With this optimal repetition count established, we conducted experiments with three mice using an expanded set of visual stimuli. These stimuli contained those presented in the MICrONS dataset as described in MICrONS Consortium et al. (2021), including natural movies, global directional parametric stimuli (“monet”), and local directional parametric stimuli (“trippy”). Additionally, we presented 36 unique 10-second natural movie clips, each repeated 10 times, totaling 60 minutes of stimulation. To facilitate comparison with the MICrONS dataset and establish a robust ground truth, we divided these 36 clips into two sets: a benchmark set of 30 clips repeated 10 times, serving as our “ground truth” for signal correlation, and a MICrONS-equivalent set of 6 clips repeated 10 times, mimicking the amount of repeated natural clip data available in the MICrONS dataset.

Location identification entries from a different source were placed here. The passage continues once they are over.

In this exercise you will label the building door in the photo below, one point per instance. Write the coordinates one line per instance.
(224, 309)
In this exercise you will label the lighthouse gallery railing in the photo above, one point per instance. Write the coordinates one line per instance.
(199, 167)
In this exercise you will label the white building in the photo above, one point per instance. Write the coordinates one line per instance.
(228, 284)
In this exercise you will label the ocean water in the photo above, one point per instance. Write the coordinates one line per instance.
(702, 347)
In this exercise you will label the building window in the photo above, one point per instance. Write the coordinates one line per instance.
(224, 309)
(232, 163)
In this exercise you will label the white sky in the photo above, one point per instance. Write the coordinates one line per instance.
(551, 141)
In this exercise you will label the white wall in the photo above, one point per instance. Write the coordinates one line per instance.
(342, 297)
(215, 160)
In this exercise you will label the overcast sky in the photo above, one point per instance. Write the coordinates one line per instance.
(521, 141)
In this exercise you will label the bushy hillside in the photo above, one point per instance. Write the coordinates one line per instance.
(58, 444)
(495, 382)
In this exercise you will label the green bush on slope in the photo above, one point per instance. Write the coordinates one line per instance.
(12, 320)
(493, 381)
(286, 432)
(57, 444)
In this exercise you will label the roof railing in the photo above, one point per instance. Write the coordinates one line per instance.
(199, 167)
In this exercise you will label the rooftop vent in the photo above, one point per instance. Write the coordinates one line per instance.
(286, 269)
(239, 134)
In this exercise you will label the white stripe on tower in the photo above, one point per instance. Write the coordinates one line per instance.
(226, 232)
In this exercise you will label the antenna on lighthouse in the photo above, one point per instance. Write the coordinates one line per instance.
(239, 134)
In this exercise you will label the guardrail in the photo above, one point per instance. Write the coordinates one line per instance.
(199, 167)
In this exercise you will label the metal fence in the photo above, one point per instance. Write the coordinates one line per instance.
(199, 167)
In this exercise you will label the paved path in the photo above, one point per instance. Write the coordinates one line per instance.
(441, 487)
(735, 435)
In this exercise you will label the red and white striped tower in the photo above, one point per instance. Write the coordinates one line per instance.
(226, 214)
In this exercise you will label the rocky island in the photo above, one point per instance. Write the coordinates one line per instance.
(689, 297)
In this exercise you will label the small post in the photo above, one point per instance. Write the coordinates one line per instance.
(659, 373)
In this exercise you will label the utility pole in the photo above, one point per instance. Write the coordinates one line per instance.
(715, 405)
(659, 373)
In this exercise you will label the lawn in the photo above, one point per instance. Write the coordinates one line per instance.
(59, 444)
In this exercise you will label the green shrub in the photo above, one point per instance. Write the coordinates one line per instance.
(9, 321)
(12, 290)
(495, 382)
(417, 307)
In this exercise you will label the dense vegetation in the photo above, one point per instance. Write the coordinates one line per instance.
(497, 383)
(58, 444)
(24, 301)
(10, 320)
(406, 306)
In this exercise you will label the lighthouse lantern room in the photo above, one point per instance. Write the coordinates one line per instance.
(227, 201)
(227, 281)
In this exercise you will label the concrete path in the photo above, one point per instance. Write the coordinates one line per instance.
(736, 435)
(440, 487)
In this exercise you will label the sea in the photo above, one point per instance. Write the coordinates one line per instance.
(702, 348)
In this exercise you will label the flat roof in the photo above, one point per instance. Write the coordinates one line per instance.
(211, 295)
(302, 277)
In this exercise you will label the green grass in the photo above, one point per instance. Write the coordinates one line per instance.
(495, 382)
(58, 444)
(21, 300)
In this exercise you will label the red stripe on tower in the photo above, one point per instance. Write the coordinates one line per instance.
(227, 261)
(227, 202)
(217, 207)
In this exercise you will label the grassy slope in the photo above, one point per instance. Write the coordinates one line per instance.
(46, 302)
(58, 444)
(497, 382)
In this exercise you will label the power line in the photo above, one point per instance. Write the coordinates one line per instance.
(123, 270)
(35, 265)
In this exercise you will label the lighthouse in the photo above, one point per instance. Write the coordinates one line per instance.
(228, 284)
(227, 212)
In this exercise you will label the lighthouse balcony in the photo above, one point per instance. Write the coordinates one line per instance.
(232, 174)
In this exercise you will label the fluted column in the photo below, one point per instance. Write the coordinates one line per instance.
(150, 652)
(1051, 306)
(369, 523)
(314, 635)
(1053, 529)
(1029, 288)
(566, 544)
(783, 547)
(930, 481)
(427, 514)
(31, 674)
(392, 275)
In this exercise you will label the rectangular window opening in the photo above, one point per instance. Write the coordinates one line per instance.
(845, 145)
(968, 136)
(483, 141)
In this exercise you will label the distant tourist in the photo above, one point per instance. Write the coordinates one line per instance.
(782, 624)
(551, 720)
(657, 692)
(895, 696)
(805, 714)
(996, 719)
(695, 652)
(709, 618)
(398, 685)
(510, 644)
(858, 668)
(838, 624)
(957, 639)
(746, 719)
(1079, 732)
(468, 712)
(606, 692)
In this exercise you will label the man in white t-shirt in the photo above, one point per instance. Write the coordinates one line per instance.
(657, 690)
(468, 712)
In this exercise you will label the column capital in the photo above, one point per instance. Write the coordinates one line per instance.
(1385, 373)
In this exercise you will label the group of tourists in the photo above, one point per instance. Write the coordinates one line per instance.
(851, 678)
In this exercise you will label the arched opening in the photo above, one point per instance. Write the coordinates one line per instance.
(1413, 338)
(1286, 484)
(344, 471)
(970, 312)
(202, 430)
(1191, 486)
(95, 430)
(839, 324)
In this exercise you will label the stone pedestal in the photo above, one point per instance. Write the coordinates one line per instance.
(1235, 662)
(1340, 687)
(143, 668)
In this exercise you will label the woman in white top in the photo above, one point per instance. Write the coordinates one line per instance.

For each mouse, we trained a digital twin model using the same architecture and training data as the MICrONS digital twin. This allowed us to generate three signal correlation matrices for comparison: an in vivo matrix computed from the MICrONS-equivalent set, an in silico matrix generated by the digital twin model using 250 novel natural movie clips, and a benchmark matrix computed from the 30-clip set. To compare these matrices, we randomly sampled submatrices of signal correlations between 1000 neurons. We then performed hierarchical clustering using Ward’s method on the benchmark matrix and used the resulting dendrogram to sort neurons. This sorting was applied to the MICrONS-equivalent and in silico matrices for visual comparison, as shown in Supplemental Fig. 2b. Following this initial comparison, we calculated the Pearson correlation coefficient between the corresponding entries in the lower triangles of the three matrices. To assess statistical significance, we employed a resampling approach, performing 1000 random splits of the benchmark and MICrONS-equivalent sets, from which we estimated the standard deviation and resampling-based p-value of the Pearson correlations. This comprehensive approach enabled us to evaluate how well our digital twin model’s in silico signal correlations matched the ground truth compared to in vivo measurements with limited data, thus validating the model’s performance in replicating neural response correlations.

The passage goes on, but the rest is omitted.